# Transcriptome profiling of maize transcription factor mutants to probe gene regulatory network predictions

**Authors:** Erika L Ellison, Peng Zhou, Yi-Hsuan Chu, Peter Hermanson, Lina Gomez-Cano, Zachary A Myers, Ankita Abnave, John Gray, Candice N Hirsch, Erich Grotewold, Nathan M Springer

PMC · DOI: 10.1093/g3journal/jkae274 · 2024-11-20

## TL;DR

This study tests gene regulatory network predictions in maize by analyzing transcription factor mutants and their effects on gene expression and metabolism.

## Contribution

The paper experimentally validates gene regulatory network predictions using maize transcription factor mutants and transcriptomic/metabolomic profiling.

## Key findings

- Loss-of-function mutants for 22 maize transcription factors showed altered gene expression but no obvious morphological changes.
- Only a small subset of predicted gene targets from yeast-1-hybrid screens showed altered expression in mutants.
- Gene co-expression network predictions had limited success in identifying transcription factor targets with altered expression.

## Abstract

Transcription factors play important roles in regulation of gene expression and phenotype.
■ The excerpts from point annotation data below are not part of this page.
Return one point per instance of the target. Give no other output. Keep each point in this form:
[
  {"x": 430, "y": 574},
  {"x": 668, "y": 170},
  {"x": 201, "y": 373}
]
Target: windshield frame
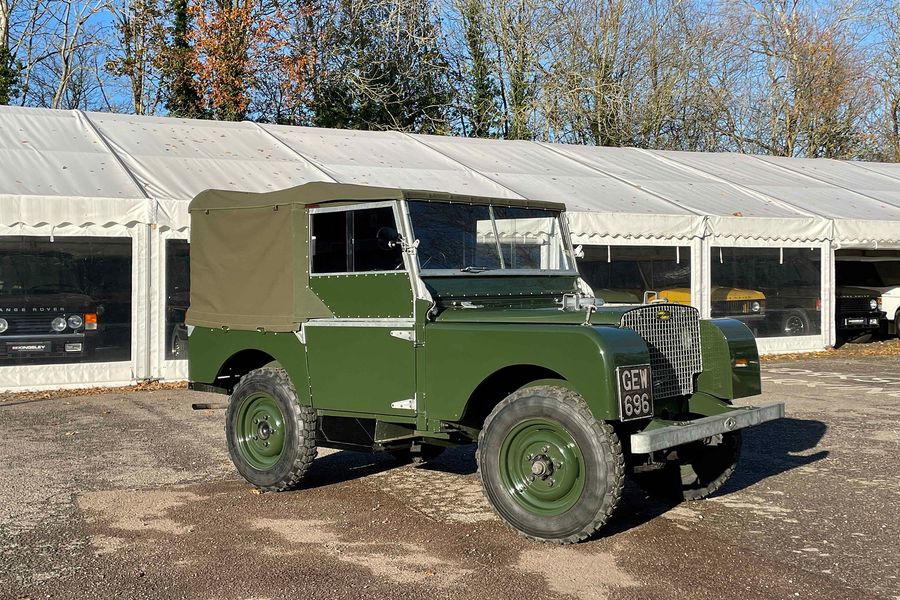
[{"x": 501, "y": 271}]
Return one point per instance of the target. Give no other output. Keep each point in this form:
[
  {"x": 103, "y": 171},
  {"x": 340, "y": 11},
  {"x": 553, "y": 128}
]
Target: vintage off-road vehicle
[
  {"x": 44, "y": 313},
  {"x": 408, "y": 321}
]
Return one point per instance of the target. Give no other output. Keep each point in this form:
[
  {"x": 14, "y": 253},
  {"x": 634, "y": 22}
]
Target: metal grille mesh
[
  {"x": 672, "y": 334},
  {"x": 29, "y": 324}
]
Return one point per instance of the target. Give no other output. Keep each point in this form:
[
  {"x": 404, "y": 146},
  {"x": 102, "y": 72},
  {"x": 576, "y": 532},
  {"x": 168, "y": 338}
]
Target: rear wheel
[
  {"x": 271, "y": 437},
  {"x": 694, "y": 471},
  {"x": 550, "y": 470}
]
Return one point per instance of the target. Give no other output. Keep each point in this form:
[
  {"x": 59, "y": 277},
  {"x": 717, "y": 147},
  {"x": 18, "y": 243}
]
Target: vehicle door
[{"x": 362, "y": 360}]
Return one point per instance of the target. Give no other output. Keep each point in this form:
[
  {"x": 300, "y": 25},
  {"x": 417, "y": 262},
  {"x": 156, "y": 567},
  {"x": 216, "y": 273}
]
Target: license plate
[
  {"x": 635, "y": 392},
  {"x": 28, "y": 347}
]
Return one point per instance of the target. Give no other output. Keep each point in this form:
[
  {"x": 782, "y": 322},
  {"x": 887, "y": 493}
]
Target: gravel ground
[{"x": 130, "y": 494}]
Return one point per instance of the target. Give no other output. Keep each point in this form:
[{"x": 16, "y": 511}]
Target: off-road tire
[
  {"x": 694, "y": 471},
  {"x": 602, "y": 464},
  {"x": 795, "y": 318},
  {"x": 299, "y": 435},
  {"x": 428, "y": 453}
]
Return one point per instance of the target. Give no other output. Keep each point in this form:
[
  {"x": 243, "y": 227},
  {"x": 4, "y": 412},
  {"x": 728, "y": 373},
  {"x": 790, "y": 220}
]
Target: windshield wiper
[{"x": 474, "y": 269}]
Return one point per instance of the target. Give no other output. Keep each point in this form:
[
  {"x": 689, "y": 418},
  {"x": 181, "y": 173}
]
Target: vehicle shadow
[
  {"x": 776, "y": 447},
  {"x": 768, "y": 450},
  {"x": 344, "y": 466}
]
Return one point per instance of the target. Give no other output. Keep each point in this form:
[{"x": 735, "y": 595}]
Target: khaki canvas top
[{"x": 250, "y": 251}]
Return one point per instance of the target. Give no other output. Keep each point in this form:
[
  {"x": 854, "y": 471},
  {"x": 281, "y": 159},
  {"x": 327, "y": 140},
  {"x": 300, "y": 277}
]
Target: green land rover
[{"x": 410, "y": 321}]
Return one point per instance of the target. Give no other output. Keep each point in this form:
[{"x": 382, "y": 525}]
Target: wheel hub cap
[
  {"x": 259, "y": 431},
  {"x": 542, "y": 467}
]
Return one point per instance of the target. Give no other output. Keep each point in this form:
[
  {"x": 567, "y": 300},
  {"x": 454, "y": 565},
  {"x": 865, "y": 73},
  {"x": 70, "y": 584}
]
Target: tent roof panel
[
  {"x": 55, "y": 153},
  {"x": 387, "y": 159},
  {"x": 179, "y": 158},
  {"x": 534, "y": 171},
  {"x": 804, "y": 191},
  {"x": 688, "y": 188}
]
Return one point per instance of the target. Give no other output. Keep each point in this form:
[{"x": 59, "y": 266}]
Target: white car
[{"x": 881, "y": 274}]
A variety of approaches have been utilized to develop gene regulatory networks to predict the regulatory targets for each transcription factor, such as yeast-1-hybrid screens and gene co-expression network analysis. Here we identified potential transcription factor targets and used a reverse genetics approach to test the predictions of several gene regulatory networks in maize. Loss-of-function mutant alleles were isolated for 22 maize transcription factors. These mutants did not exhibit obvious morphological phenotypes. However, transcriptomic profiling identified differentially expressed genes in each of the mutant genotypes, and targeted metabolic profiling indicated variable phenolic accumulation in some mutants. An analysis of expression levels for predicted target genes based on yeast-1-hybrid screens identified a small subset of predicted targets that exhibit altered expression levels. The analysis of predicted targets from gene co-expression network-based methods found significant enrichments for prediction sets of some transcription factors, but most predicted targets did not exhibit altered expression. This could result from false-positive gene co-expression network predictions, a transcription factor with a secondary regulatory role resulting in minor effects on gene regulation, or redundant gene regulation by other transcription factors. Collectively, these findings suggest that loss-of-function for single uncharacterized transcription factors might have limited phenotypic impacts but can reveal subsets of gene regulatory network predicted targets with altered expression.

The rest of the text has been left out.